Data presented as mean with standard deviation – M±SD. perc., percentile.

 

Discussion

Job stress is a well-recognized yet sparsely reconnoitered workplace menace. Its ability to cast detrimental effects on workers’ mental and physical health remains underestimated till today. HSE-MS IT instrument was used in this project as it assesses professional strains in seven relatively independent dimensions rather than a total stress score [21]. The response rate was almost 100%, which was heartening once compared with similar surveys [22-24]; it also augmented reliability of the results.

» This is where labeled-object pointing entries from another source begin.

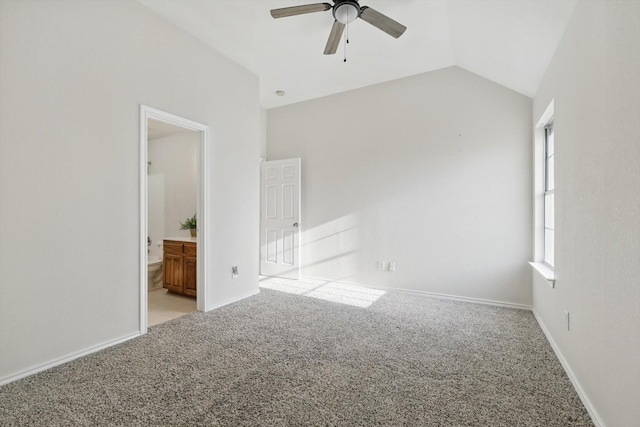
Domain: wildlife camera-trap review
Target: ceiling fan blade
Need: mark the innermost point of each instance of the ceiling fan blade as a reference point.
(299, 10)
(334, 38)
(383, 22)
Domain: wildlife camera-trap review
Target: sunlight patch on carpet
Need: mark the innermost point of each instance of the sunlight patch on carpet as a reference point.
(343, 293)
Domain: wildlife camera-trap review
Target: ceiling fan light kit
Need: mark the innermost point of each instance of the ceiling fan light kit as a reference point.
(344, 12)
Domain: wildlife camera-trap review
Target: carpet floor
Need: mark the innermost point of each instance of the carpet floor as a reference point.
(278, 359)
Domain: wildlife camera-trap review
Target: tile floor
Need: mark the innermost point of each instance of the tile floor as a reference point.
(164, 306)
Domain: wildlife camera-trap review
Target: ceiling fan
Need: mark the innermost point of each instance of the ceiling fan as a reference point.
(344, 12)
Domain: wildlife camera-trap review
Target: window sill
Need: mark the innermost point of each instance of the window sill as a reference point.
(546, 272)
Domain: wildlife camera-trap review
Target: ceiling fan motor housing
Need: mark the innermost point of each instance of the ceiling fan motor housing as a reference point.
(346, 11)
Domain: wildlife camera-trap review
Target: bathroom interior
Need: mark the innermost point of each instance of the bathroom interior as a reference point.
(172, 174)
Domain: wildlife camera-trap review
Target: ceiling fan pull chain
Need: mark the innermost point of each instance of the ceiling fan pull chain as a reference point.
(346, 40)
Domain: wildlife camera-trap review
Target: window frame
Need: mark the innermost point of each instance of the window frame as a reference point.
(549, 196)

Cigarette smoking may get catastrophic in terms of physical or biological disasters like fires/explosions, health hazards and toxicities or mental diversions with resultant accidents [10]. Preventive measures are highly deemed in current era of its high prevalence of 48.1 %.

The average occupational stress scores remained between 20th-50th percentile; creating alarms and necessitating imperative constructive regimes. The stress scores of 13.5%, 36.5%, 21.5% and 28.8% employees were respectively found as high risk, undesirable, desirable and very desirable categories. Among all dimensions about 50% subjects depicted high and undesired stress. Similar inferences are documented by Modarresi et al [25] and Gharibi et al [26].

There was no significant relationship between independent variable and work experience; confirming results of Daniali et al. [27] and Lotfizadeh et al. [28]; while contradicting those of Gharibi et al. [26], Modarresi et al. [25] and Nadri et al. [29]. No significant relationship was found between the outcome and marital status which is in line with Modarresi et al. [25] and contrasts Aghilinejad et al. [30]. Similarly, there was no significant relationship between stress and educational level, supporting Modarresi et al. [25] and Gharibi et al. [26]. Regarding age group, workers aging 26-34 and greater than 50 years’ had lower scores; indicating higher stress risk. This finding defied data of Nadri et al. [29], while agreed with Kayastha et al. [31].

 Smoking had a strong positive relationship with job stress levels. A significant difference was also reported between dimensions of occupational stress including relationships, managers’ support and peer support with smoking habit; smokers had lower score (higher stress) than non-smokers.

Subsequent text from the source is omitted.